With SharkBite Max fittings, clean and debris-free pipes are vital. Ensure that your pipe is completely free of any copper shavings, burrs, paint, dirt or anything that could damage the o-ring in the fitting. For copper pipes, use an emery cloth to sand down the pipe if the outside of the pipe is rough. Then, use the SharkBite deburr and gauge tool to deburr the pipe for a smooth edge.
Mark the pipe according to the insertion depth chart using a tape measure. This will give you a definite line when you insert the fitting, indicating when the coupling has been completely connected.
|SharkBite Fitting Size
|SharkBite 1st Generation
|1/4 in. CTS
|13/16 in. (21 mm.)
|3/8 in. CTS
|15/16 in. (24 mm.)
|1/2 in. CTS
|15/16 in. (24 mm.)
|1 in. (25 mm.)
|5/8 in. CTS
|1-1/8 in. (29 mm.)
|3/4 in. CTS
|1-1/8 in. (28 mm.)
|1-1/4 in. (32 mm.)
|1 in. CTS
|1-5/16 in. (33 mm.)
|1-1/4 in. CTS
|1-7/8 in. (48 mm.)
|1-1/2 in. CTS
|2-1/16 in. (52 mm.)
|2 in. CTS
|2-3/16 in. (56 mm.)
5. Measure, cut and deburr new pipe
Measure the new pipe, accounting for the amount you need for the insertion depth, space on the fitting, and the length of the pipe needed between cut ends.

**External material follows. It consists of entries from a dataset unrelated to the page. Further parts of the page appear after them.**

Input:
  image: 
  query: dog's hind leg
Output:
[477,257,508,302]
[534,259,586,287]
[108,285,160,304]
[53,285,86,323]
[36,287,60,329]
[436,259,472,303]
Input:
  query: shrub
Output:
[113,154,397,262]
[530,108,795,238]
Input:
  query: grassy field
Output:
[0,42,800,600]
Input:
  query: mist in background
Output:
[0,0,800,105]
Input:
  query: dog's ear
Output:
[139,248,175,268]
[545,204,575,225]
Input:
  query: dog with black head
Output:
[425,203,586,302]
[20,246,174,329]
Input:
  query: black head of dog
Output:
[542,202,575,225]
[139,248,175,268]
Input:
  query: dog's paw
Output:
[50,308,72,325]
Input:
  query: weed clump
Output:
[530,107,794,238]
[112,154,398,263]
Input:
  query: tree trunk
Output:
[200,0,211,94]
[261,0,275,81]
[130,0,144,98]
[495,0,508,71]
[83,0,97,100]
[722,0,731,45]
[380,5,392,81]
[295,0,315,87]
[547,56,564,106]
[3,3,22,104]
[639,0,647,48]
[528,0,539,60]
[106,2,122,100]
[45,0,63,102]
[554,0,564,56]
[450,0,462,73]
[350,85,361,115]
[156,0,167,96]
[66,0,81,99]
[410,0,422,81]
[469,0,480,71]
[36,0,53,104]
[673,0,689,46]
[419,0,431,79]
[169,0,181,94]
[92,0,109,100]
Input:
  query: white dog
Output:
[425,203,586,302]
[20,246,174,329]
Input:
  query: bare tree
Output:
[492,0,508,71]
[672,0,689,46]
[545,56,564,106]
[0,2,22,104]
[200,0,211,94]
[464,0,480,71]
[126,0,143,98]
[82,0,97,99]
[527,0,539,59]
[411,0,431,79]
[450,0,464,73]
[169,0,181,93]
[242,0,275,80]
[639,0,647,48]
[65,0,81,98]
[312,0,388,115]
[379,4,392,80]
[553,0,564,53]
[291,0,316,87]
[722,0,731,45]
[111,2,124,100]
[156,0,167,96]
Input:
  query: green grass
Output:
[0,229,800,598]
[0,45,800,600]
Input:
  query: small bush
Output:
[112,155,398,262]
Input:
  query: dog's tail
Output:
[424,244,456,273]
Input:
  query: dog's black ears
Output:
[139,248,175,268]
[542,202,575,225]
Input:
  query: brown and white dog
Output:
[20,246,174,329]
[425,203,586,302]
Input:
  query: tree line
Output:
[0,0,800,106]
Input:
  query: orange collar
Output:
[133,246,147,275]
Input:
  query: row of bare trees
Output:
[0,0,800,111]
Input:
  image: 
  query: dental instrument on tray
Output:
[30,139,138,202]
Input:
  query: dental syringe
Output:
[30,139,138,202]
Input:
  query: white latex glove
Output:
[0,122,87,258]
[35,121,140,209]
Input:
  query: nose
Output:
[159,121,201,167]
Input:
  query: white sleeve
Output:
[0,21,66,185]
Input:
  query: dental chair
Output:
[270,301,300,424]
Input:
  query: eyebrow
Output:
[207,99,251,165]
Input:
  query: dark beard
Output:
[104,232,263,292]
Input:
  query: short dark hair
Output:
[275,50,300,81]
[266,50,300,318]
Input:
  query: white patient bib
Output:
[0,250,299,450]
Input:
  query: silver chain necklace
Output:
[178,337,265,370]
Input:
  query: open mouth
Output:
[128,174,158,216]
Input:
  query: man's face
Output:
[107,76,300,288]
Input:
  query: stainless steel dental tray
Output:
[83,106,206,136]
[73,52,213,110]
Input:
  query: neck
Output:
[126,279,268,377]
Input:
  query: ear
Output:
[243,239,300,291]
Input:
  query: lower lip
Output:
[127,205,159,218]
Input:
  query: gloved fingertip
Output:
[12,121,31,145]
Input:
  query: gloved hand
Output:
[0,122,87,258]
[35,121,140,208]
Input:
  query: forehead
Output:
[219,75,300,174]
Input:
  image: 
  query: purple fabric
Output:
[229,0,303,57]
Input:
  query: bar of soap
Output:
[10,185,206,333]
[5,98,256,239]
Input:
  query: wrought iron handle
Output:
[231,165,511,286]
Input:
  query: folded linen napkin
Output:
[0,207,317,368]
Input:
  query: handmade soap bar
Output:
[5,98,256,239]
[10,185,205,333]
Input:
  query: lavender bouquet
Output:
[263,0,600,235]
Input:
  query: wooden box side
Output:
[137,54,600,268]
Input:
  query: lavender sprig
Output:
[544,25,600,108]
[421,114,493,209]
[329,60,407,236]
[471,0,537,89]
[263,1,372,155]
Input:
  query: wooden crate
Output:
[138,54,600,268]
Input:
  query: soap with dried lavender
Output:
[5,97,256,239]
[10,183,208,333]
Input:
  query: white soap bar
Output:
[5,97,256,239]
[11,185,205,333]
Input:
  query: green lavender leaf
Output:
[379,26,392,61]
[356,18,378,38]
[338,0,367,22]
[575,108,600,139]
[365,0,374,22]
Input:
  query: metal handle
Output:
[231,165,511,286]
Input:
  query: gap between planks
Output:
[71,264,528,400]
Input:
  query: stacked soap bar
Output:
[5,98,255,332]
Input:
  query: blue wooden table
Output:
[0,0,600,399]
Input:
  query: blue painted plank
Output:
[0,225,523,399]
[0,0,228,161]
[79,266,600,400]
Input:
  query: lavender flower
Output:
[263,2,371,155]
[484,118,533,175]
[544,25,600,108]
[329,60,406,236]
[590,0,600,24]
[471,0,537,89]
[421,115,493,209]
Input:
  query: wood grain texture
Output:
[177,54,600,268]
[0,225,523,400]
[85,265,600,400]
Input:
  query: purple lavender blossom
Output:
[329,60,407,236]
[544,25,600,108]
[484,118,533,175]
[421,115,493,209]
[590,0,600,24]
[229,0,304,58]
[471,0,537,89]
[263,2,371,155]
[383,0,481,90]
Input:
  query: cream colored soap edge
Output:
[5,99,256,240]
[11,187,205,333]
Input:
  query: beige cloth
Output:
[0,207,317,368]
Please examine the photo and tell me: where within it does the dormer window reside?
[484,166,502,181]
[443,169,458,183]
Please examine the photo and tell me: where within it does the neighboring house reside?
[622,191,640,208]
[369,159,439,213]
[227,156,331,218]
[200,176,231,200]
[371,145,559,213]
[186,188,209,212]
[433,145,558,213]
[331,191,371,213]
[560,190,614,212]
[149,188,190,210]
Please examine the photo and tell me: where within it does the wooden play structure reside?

Cut the pipe squarely and evenly and deburr with the SharkBite deburr tool. Ensure that the pipe is clean and free of any debris, including copper shavings.
6. Install SharkBite Max
When the new pipe is ready to go, push a SharkBite Max fitting onto the new pipe, meeting the insertion depth mark. Then, push a SharkBite Max fitting onto the existing pipe on the other side. Bring the new pipe to the existing and ensure both fittings are properly connected to the pipes. Then, check the depth marks.
7. Turn the water and power on and check the system
First, turn the water source back on slowly to avoid hammering and cavitation. Then, open the outdoor faucet to let air out of the system. After the water is turned back on, you can turn the power back on to your water heater. Ensure there are no leaks before leaving the site.